BIODIESEL TAK GANGGU PASOKAN MINYAK GORENG SAWIT

Sawit Notif – Asosiasi Produsen Biofuel Indonesia (APROBI) tidak sepakat dengan tuduhan sejumlah pihak yang menganggap bahwa industri biodiesel sawit telah ganggu pasokan minyak goreng domestik.

Mengutip Infosawit.com, Gabungan Pengusaha Kelapa Sawit Indonesia (GAPKI) memperkuat pernyataan bahwa biodiesel tidak mengganggu pasokan minyak goreng sawit, dengan data bulanan yang diterbitkan.

Mengacu pada data per 20 April 2022, stok minyak sawit di dalam negeri dari Januari sampai Februari telah mencapai 5,04 juta ton. Jumlah ini berasal dari stok awal (4,12 juta ton) ditambah produksi CPO/PKO (8,06 juta ton) setelah dikurangi konsumsi lokal (2,88 juta ton) dan ekspor (4,27 juta ton).

Sedangkan, konsumsi lokal, penggunaan sawit untuk pangan (minyak goreng)  sebanyak 1,56 juta ton dan  pemakaian untuk biodiesel sebanyak 2,1 juta ton.

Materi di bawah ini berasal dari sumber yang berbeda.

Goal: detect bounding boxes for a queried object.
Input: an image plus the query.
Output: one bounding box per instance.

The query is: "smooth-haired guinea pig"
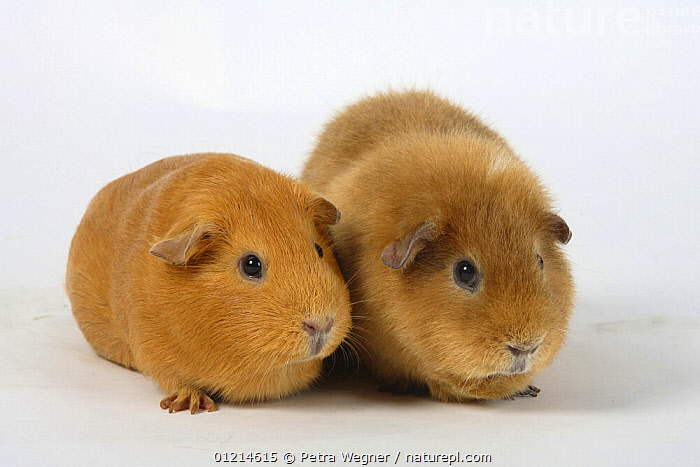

Ketua Harian APROBI, Paulus Tjakrawan mengatakan biodiesel tidak mengganggu penggunaan sawit untuk minyak goreng. Pada 2022, total produksi sawit nasional mencapai 52 juta ton. Sementara itu, kebutuhan sawit untuk biodiesel 8,4 juta ton. Ini artinya, pasokan sawit sangat mencukupi kebutuhan untuk pangan dan energi.

Paulus juga mengatakan optimisnya bahwa program biodiesel berada di jalur positif sepanjang tahun ini dengan adanya komitmen kuat pemerintah dan dukungan pemangku kepentingan industri. Komitmen pemerintah dapat terlihat dari program uji B40 yang tetap berjalan di tahun ini.